What do we go from here is the next question. If 89 gives way, look out below or at least for a test of 8800-8750 support in the Dow. I anticipate a decline early in the week as the economic news sinks in to more traders and per the longer hourly stochastic. The daily oscillator is getting into an oversold area, but it should dig into it more.
Nasdaq Composite Index (COMPX) - Hourly:
I'm finding lately that the hourly charts on the Nasdaq are showing the most. Note the triple top in the Composite. You actually don't see triple tops all that often in the indexes - sometimes it turns out to an area that is the top of a trading range for a while.
A trading range was my thought for how price action was going to unfold last week and a pullback looked to be the most likely next move. After that and since 1600 was a "line" of support, it was also the place to look for a rebound.
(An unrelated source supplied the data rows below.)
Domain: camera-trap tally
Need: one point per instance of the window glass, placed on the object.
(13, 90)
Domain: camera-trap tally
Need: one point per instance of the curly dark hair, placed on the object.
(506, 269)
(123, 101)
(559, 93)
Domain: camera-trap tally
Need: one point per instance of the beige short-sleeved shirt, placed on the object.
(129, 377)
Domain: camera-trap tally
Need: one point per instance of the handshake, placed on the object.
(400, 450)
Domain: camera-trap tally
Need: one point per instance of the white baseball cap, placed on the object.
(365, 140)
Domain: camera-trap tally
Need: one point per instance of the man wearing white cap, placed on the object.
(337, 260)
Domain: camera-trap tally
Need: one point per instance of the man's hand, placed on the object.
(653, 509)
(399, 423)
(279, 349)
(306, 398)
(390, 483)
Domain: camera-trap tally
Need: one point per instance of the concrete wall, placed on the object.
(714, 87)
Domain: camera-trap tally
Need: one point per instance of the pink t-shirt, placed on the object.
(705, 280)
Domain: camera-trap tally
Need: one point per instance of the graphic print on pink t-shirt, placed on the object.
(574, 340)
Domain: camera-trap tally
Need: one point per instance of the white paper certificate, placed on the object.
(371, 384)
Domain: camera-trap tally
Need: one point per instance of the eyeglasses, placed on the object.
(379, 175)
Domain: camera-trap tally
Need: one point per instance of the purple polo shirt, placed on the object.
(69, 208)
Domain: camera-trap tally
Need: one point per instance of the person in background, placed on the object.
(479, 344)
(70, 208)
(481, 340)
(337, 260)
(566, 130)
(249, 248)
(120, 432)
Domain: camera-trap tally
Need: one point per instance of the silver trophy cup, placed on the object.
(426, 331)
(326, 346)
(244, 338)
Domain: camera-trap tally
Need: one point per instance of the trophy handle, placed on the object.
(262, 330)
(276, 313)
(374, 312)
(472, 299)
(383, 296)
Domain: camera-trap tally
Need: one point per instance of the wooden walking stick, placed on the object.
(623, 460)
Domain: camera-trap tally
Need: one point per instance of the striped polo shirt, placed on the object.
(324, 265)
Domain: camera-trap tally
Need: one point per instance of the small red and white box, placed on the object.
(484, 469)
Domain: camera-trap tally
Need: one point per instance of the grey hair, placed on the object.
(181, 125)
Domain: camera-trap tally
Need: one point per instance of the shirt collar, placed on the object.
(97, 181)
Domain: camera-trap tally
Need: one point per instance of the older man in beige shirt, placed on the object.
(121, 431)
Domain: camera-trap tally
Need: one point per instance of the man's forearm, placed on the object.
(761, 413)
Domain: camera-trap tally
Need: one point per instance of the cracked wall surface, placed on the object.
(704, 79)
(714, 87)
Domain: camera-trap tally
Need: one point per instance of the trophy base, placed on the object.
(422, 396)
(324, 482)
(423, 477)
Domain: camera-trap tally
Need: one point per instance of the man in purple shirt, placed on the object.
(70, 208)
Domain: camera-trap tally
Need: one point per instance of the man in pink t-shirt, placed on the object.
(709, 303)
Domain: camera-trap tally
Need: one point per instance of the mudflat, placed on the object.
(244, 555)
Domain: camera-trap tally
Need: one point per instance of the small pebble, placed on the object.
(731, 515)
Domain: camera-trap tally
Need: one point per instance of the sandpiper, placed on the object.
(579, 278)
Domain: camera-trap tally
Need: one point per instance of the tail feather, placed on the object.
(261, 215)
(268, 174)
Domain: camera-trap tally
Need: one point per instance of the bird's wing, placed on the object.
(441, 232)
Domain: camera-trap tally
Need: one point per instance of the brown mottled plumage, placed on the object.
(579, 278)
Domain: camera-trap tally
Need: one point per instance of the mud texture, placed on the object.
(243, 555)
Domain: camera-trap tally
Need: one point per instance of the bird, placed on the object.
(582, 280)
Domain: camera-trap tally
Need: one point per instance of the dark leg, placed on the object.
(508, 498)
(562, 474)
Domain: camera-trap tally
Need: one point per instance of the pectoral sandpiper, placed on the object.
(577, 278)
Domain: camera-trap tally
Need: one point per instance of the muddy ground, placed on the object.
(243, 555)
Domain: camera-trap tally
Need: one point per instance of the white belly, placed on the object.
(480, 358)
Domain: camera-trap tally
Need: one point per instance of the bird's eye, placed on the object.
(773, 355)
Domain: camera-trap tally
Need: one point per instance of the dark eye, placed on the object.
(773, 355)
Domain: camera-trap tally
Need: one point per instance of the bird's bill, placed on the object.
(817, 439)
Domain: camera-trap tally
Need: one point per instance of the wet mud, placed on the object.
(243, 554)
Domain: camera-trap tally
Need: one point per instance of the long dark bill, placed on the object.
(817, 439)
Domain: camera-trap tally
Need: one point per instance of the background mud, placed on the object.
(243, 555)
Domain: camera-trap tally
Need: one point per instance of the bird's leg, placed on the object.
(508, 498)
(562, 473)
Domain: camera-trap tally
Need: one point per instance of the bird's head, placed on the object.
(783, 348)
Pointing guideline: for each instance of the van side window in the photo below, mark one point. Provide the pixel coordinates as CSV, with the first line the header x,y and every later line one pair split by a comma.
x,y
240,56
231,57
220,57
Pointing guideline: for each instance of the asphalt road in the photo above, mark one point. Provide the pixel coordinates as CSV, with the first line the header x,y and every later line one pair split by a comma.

Since the hourly stochastic is showing downward momentum and given the top again in the same area - down we should go again and I'm playing NDX and QQQ that way. I would not be surprised to see 1550 get tested based on what looks to be a broadening top in COMPX.
Nasdaq 100 Tracking Stock (QQQ) - Hourly:
Looking at the hourly closing chart of the Q's, a similar pattern of an index making a top or forming the top end of trading range is what looks to be the pattern. My target in the Q's has been for a move down to the 29 area which I've thought was the key near support.
I still see a chance of QQQ falling to more major support around 27.50-28. What would get me bullish again is a close above 31- 31.25 for more than one day. More likely is that a new low for the current correction is made - to below 29.5 on an hourly closing basis.
If short on the last rally, stay with it, with exiting stops at 31.30. While use of stop loss protection probably drove some CBOT and CME index futures traders mad last week, such crazy mistakes are rare. I can imagine that the responsible parties are not having a great Independence Day weekend, but hope yours was/is pleasant.
Good Trading Success!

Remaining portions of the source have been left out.